My est training - the first weekend

In 1981 the est training was a rather drawn-out process - a weekday evening "pre-session" prior to the weekend, then Saturday and Sunday till all hours, another weekday "mid-session", the second weekend and finally a weekday evening "post-session."  I have some sharp memories from that period - and more than a few empty spaces.  If I can recall it, the purpose of the est training was to "rehabilitate your ability to experience life" - what ever that was supposed to mean!
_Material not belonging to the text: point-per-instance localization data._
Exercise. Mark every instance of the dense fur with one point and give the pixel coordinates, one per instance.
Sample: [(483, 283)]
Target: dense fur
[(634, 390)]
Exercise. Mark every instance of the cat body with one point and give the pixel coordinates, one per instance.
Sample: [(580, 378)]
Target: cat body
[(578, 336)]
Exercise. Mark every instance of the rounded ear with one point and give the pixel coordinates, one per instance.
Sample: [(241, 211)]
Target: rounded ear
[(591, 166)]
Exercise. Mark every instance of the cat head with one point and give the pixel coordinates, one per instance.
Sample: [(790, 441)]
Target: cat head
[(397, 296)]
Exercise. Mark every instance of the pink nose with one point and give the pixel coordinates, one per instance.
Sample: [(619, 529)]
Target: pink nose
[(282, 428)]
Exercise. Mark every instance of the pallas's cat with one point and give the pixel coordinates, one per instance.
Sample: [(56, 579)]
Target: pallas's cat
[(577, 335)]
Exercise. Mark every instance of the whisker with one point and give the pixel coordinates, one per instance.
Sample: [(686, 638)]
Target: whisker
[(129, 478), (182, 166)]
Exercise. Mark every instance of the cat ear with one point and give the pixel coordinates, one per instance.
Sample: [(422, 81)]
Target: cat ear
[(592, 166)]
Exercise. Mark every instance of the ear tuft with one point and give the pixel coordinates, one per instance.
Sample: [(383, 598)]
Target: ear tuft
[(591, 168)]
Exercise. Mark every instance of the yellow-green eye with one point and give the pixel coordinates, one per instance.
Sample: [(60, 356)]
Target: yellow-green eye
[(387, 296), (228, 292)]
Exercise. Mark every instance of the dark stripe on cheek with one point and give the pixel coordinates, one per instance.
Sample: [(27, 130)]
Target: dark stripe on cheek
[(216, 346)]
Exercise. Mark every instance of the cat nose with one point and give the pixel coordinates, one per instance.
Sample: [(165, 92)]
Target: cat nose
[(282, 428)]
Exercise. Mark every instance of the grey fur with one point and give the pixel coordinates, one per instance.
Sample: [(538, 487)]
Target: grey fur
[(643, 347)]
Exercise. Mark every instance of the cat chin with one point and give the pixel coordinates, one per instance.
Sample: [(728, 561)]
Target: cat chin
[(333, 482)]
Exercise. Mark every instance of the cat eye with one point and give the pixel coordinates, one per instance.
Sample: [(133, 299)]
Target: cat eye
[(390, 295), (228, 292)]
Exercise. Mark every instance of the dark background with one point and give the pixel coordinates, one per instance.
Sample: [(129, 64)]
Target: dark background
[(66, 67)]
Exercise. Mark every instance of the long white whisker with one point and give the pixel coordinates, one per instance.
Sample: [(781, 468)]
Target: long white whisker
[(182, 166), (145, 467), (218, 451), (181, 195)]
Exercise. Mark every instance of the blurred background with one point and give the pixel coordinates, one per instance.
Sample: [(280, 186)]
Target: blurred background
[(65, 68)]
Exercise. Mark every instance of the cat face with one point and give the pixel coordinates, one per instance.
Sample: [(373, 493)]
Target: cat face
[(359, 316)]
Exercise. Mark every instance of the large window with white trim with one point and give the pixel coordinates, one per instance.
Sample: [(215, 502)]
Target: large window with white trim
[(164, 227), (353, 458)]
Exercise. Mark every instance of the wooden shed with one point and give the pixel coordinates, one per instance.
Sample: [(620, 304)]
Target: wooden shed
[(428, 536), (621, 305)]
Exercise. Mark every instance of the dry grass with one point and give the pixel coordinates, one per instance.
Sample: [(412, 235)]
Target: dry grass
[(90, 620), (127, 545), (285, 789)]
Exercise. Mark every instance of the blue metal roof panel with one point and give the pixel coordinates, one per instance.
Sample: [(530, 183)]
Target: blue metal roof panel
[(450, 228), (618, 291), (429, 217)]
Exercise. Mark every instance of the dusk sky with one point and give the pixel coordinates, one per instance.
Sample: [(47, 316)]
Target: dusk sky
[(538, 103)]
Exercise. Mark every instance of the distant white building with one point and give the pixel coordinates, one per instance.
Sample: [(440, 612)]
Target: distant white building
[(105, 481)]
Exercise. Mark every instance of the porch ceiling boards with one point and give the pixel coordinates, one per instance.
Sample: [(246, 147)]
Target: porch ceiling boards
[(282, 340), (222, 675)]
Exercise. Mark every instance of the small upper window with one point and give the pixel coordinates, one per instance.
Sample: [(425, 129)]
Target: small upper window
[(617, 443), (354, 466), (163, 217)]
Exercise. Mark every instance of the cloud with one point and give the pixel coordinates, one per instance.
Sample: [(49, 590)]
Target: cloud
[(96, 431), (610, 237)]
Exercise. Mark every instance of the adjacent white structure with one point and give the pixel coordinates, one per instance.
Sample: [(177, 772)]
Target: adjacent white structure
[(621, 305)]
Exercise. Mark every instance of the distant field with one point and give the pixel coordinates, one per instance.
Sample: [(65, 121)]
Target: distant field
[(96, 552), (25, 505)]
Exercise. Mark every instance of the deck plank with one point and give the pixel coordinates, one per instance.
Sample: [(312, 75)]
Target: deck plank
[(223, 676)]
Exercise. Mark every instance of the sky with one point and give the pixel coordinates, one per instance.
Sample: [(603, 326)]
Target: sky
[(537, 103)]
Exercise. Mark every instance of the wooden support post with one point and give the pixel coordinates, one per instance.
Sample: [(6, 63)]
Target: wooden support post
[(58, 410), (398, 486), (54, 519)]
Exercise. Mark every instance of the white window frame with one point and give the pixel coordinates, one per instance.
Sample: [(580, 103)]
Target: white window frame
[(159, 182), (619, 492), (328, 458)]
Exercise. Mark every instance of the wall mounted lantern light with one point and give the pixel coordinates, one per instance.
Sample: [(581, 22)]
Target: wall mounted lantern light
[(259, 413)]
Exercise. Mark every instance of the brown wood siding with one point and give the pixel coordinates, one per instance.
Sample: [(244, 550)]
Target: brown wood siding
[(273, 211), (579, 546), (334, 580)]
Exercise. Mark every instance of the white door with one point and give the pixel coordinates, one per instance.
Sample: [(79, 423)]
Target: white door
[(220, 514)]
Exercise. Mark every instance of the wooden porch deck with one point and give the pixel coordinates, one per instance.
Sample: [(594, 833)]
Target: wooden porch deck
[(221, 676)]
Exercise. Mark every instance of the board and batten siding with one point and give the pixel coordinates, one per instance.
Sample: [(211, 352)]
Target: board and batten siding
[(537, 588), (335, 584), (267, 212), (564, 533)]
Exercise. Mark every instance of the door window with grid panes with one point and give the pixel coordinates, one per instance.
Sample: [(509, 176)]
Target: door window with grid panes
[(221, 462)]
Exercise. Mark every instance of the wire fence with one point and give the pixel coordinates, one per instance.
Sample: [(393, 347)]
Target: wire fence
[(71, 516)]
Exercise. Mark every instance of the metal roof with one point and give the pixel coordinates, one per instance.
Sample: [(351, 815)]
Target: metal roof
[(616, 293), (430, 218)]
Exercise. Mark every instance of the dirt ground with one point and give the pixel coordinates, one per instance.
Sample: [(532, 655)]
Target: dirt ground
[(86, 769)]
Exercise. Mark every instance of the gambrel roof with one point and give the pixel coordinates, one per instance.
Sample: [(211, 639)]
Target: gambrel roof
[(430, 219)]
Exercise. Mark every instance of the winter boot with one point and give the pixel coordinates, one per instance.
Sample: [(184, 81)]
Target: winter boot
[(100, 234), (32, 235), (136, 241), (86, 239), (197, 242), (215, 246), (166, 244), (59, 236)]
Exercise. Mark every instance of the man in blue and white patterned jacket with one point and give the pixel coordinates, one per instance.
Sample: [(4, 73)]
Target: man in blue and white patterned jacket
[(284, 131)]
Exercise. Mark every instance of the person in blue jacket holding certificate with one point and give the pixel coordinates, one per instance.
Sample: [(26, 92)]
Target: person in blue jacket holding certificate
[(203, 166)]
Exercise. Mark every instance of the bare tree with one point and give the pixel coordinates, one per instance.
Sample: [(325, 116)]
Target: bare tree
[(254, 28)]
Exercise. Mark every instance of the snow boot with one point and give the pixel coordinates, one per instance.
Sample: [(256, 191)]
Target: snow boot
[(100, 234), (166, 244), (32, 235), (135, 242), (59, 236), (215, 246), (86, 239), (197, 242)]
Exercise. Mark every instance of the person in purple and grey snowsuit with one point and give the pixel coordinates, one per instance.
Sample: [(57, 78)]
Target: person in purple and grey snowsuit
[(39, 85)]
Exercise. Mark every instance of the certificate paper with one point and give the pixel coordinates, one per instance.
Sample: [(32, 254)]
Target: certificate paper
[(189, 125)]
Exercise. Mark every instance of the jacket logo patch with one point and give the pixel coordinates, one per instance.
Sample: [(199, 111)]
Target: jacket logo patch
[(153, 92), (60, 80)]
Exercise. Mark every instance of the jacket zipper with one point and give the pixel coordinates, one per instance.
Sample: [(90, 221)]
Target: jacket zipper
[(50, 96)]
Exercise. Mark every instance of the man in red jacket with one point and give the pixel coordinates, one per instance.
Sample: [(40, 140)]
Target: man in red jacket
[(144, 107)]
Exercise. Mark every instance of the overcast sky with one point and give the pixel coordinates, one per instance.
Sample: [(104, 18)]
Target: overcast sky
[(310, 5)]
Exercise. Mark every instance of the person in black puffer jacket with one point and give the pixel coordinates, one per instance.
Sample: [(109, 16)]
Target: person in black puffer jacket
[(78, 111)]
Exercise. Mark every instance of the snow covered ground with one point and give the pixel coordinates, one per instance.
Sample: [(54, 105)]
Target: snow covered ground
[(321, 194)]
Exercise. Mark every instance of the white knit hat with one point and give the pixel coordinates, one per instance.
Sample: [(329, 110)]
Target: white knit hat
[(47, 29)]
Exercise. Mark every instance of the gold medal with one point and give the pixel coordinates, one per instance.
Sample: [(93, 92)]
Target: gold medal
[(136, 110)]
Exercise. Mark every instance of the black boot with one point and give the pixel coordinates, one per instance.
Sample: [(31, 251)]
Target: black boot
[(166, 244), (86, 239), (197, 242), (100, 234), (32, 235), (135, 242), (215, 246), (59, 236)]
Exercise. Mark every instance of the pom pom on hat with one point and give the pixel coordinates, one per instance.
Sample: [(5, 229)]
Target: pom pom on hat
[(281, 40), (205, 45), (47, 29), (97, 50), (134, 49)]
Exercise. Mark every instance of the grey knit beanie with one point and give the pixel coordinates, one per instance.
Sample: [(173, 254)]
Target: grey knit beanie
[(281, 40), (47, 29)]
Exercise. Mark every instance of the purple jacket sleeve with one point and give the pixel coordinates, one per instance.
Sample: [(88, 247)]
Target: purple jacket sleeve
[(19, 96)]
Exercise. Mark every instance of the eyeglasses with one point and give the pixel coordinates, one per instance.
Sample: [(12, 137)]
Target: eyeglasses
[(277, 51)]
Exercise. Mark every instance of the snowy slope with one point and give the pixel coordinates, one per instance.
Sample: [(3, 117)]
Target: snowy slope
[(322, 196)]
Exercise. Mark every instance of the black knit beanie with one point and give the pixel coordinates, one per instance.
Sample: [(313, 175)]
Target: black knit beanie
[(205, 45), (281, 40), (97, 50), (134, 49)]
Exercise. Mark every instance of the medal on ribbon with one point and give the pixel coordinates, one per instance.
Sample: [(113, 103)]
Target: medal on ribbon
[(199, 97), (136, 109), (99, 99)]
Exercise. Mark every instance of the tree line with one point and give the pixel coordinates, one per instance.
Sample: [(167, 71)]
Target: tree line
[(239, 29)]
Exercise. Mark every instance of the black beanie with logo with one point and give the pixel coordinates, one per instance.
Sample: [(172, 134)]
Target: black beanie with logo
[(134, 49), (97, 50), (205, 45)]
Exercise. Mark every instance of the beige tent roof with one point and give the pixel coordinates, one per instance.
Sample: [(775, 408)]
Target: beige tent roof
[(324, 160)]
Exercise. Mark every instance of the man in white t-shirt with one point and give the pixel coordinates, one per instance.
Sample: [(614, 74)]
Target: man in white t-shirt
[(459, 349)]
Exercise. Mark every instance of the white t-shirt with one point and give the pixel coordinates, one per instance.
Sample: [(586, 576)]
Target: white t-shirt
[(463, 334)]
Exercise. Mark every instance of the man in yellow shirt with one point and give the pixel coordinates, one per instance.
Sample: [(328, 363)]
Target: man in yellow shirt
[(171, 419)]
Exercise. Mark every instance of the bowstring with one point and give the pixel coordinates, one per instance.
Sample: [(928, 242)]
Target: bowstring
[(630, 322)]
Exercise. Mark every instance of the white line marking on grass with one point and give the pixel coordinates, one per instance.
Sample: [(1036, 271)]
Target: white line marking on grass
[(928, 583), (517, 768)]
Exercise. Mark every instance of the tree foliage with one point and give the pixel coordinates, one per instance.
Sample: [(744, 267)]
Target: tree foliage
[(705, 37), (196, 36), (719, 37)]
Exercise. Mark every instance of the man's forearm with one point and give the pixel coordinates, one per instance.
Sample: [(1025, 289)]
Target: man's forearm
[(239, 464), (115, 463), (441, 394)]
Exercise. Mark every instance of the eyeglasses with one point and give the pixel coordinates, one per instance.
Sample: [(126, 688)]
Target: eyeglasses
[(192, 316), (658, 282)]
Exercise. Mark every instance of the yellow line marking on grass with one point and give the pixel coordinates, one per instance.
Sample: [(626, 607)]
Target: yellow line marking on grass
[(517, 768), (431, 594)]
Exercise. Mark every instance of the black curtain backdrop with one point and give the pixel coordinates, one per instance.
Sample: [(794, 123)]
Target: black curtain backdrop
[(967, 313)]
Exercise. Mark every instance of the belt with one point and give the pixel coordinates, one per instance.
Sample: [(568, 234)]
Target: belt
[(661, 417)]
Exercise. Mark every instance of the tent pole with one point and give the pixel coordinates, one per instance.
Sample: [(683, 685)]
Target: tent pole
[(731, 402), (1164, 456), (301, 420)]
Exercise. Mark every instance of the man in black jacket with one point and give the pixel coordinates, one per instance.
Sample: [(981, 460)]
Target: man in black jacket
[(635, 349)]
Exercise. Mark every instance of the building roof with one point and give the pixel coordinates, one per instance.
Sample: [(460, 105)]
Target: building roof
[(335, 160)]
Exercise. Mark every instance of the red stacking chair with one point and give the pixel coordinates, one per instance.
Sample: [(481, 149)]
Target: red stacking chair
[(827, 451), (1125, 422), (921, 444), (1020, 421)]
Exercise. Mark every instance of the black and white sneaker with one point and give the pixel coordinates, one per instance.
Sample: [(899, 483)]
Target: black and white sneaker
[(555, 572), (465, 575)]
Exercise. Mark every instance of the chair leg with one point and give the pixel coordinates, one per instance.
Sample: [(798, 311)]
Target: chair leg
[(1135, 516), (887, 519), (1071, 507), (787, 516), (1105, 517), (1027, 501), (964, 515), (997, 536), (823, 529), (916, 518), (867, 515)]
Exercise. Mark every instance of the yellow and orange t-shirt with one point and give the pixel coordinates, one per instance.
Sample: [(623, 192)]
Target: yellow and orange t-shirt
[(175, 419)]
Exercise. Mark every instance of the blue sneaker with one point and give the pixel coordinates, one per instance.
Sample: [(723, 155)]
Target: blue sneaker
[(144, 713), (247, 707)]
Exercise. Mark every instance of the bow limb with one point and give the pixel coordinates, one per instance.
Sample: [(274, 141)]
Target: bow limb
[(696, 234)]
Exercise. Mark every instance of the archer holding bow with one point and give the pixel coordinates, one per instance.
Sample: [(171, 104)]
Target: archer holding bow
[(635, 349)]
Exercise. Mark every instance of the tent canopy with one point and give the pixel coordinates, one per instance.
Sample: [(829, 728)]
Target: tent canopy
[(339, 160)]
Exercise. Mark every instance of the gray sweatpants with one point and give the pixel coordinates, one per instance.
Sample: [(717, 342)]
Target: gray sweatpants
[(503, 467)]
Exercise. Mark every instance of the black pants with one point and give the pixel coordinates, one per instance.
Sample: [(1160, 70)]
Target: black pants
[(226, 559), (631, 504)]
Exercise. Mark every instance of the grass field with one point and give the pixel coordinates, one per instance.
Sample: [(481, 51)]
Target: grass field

I remember being put off by the strict rules and environment; I remember being concerned that I was one of the "special" people on medication in the back row - would they let me stay, I wondered?  [I have tonic-clonic, idiopathic epilepsy and at the time my medication regimen was "dilantin three times a day"]

A lot of my first few hours was caught up in judging and evaluating everyone else in the room.  As more and more people stood up and shared or questioned or argued with Roger Dillan - the trainer - I was forming better pictures of who I liked, agreed with or simply couldn't stand.  In truth, I was quite oblivious to my constant cataloging, at least until one fellow stood up.  I knew, simply by looking at him, that he couldn't possibly have anything to say that could be valuable or important to me, and so my attention wandered.  And then suddenly, I was totally captivated by how he was discussing his relationship with his parents - as though he were discussing MY life!  

The realization, there on the first day, that I was tuning out people who might have something valuable to say hit me like a brick in the gut!  If that was all there was to get, then I already had my money's worth - and at the first break my wife knew she had HER money worth from her investment in my registration fee!  I did  a lot of laughing that weekend; I reacted to being called an "asshole" with humor and with an eye towards "maybe I ought to try this one on."  It never seemed to be something that was meant as evil or demeaning  - just as a way of having people wake up to something outside their own sphere of experience.